You're completely missing the issue.  If one is rendered unconscious, you fall to the ground, eyes closed, unresponsive but breathing.  If one is made to fall asleep, you fall to the ground, eyes closed, unresponsive but breathing.

Have you ever heard the phrase: "If it looks like a duck, sounds like a duck, and moves like a duck, then guess what, it's a duck!"?

The point I'm trying to make is, that no matter what the wording, if the end result is the same, the effect is the same.  

I mean, if you got hit with a poison that was called "Paralysis Poison", but the effect did not say "Paralysis".  Instead it said that the target immediately ceases moving and appears rigid as if a statue.  Would you say that paralysis and that effect are different?!

If this is the case, I would say that an extreme amount of logic is missing from your argument.


----------



## pawsplay (Jun 14, 2010)

Except that sleep and unconciousness are not at all the same. For instance, a sleeping person can be awakened.


----------



## Final_boss325 (Jun 14, 2010)

pawsplay said:


> Except that sleep and unconciousness are not at all the same. For instance, a sleeping person can be awakened.




Find me where it says an unconscious person can't be awakened at all, and I might buy that logic.


----------



## pawsplay (Jun 14, 2010)

Final_boss325 said:


> Find me where it says an unconscious person can't be awakened at all, and I might buy that logic.




Sure.



> Unconscious
> Knocked out and helpless. Unconsciousness can result from having current hit points between -1 and -9, or from nonlethal damage in excess of current hit points.




There ya go. Unconscious characters are always knocked out and helpless.


----------



## Final_boss325 (Jun 14, 2010)

pawsplay said:


> Sure.
> 
> 
> 
> There ya go. Unconscious characters are always knocked out and helpless.
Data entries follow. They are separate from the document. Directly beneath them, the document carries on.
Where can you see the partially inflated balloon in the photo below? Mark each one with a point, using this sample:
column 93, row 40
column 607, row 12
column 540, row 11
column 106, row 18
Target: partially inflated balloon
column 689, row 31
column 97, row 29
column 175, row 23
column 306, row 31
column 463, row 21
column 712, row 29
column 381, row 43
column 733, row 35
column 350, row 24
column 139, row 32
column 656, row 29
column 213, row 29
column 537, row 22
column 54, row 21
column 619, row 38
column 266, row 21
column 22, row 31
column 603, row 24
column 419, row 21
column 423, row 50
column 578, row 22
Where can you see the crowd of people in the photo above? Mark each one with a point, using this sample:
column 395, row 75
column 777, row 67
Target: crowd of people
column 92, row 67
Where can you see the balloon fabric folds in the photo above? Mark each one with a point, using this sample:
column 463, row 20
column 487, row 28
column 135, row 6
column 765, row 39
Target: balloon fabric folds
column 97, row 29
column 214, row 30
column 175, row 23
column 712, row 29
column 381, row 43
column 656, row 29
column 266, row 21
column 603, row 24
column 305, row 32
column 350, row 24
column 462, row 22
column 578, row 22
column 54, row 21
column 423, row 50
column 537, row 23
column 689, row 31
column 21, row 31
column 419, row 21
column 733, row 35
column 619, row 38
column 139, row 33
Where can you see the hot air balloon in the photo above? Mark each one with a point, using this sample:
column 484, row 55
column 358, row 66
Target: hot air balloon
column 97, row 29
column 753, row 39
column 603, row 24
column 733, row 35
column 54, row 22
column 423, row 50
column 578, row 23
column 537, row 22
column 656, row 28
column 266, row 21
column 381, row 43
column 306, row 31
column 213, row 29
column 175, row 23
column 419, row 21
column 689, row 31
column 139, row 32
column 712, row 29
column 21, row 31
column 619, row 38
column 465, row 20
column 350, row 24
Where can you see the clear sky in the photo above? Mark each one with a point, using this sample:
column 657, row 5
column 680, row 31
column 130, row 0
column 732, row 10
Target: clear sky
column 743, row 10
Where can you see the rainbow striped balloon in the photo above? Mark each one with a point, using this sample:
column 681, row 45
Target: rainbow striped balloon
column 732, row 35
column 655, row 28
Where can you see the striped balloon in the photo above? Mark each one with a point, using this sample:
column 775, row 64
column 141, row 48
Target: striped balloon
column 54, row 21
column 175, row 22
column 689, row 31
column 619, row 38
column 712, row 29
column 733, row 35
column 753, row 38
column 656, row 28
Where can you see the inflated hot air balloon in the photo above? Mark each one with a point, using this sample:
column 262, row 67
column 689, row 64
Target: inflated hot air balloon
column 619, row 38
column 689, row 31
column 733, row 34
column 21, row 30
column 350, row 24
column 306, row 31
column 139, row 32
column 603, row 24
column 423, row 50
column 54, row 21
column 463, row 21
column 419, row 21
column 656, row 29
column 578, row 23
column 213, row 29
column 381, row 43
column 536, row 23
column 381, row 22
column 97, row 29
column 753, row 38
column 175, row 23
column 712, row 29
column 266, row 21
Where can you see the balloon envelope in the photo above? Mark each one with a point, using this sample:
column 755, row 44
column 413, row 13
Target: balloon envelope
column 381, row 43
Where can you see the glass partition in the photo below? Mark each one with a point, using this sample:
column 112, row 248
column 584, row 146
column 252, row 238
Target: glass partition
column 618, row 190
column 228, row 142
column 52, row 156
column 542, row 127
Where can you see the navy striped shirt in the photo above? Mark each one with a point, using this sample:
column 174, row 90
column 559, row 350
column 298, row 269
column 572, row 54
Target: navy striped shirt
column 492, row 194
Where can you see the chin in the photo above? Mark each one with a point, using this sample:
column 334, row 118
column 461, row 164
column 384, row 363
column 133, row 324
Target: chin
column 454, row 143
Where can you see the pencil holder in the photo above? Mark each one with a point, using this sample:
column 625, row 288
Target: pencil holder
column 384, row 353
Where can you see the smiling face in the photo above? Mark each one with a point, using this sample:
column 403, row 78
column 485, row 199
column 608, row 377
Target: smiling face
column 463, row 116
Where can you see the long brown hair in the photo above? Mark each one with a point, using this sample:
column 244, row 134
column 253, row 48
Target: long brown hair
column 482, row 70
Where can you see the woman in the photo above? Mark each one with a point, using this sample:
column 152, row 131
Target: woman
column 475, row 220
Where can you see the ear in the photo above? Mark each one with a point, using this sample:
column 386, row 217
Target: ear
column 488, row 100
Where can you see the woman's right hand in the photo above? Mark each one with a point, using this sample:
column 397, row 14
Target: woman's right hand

The example you provided only entails when a character is between -1 to -9 hit points.  As I stated with non-lethal damage, these would be exceptions to my argument.  As they are natural, physical examples of being rendered unconscious.

When I said find me where unconscious characters cannot be woken up, I meant an example where an effect has rendered a character unconscious (not asleep), and says he cannot be awakened.


----------



## frankthedm (Jun 14, 2010)

Another way to get knocked unconscious.

_*Ability Damaged*
A character with Strength 0 falls to the ground and is helpless. A character with Dexterity 0 is paralyzed. A character with Constitution 0 is dead. A character with Intelligence, Wisdom, or Charisma 0 is unconscious._


----------



## Final_boss325 (Jun 14, 2010)

frankthedm said:


> Another way to get knocked unconscious.
> 
> _*Ability Damaged*
> A character with Strength 0 falls to the ground and is helpless. A character with Dexterity 0 is paralyzed. A character with Constitution 0 is dead. A character with Intelligence, Wisdom, or Charisma 0 is unconscious._




Yet again, another physical example.  The fact remains that I haven't seen a convincing example of why a character with immunity to sleep effects would be affected by sleep poison, whether or not the effect is unconsciousness.  

The fact that sleep is not in the list of status effects says to me that there is no concrete definition as to what a sleep effect is.  Therefore, as far as I can see, any unphysical effect that would cause unconsciousness should be defined as a sleep effect.


----------



## Ashtagon (Jun 14, 2010)

Weird issue here.

You say immune to sleep effects obviously covers sleep poison, so they didn't write it in.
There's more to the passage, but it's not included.